Peacock spiders are 4–5 mm long — smaller than a grain of rice — but their courtship choreography is more elaborate than most birds'.
Peacock Spider
Maratus volans
Tiny dancing spider. Iridescent fan. Has its own choreography.
Curated and rated by Sheriff Six-Legs and The Wild Pest field team · Six Legs Score™ (72/100, Curious tier) · Published Apr 25, 2026 · Updated Apr 28, 2026 · Released CC BY 4.0
The peacock spider is the size of a grain of rice and dances. Males perform a precise flap-and-flag courtship — fan-shaped abdominal flaps, raised legs, and choreographed footwork. Visually unmatched in the bug world; viral on every internet platform that has ever existed.

Field guide
5 wild facts on file
The male's iridescent fan reflects nano-structured colors brighter than nearly anything else measured on an arthropod.

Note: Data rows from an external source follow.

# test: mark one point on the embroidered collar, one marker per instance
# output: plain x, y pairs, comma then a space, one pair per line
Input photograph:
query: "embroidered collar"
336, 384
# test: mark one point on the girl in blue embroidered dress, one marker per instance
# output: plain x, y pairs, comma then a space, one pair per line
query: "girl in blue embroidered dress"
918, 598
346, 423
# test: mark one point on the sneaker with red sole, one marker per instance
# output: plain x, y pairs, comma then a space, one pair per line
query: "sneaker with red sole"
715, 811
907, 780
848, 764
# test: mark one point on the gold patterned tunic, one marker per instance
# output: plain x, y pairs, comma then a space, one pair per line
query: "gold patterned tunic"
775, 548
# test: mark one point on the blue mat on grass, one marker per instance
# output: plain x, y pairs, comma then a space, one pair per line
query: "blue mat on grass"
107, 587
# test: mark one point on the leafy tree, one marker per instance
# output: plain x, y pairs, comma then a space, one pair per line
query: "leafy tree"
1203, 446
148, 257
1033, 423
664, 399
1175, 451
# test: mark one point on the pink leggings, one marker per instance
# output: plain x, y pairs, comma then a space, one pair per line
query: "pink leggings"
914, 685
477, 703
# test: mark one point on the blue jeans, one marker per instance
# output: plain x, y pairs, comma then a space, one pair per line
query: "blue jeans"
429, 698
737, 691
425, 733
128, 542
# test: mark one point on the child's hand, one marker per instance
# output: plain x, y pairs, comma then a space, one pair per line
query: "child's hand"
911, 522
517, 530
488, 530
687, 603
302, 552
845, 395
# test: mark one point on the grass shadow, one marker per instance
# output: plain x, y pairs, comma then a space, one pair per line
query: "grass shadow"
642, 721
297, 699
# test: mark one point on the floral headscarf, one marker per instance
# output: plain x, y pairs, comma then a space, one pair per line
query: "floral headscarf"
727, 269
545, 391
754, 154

Peacock spider courtship has species-specific footwork patterns. Researchers identify new species partly by dance choreography.
If the female isn't impressed, she often eats the suitor mid-dance.
Over 100 species of peacock spider are now described — most discovered in the past 15 years, many by amateur naturalists.
Peacock spiders were the breakout viral animals of the 2010s — Jürgen Otto's macro videos racked up tens of millions of views and reshaped public perception of jumping spiders. The species' courtship is now taught in animal-behavior courses worldwide.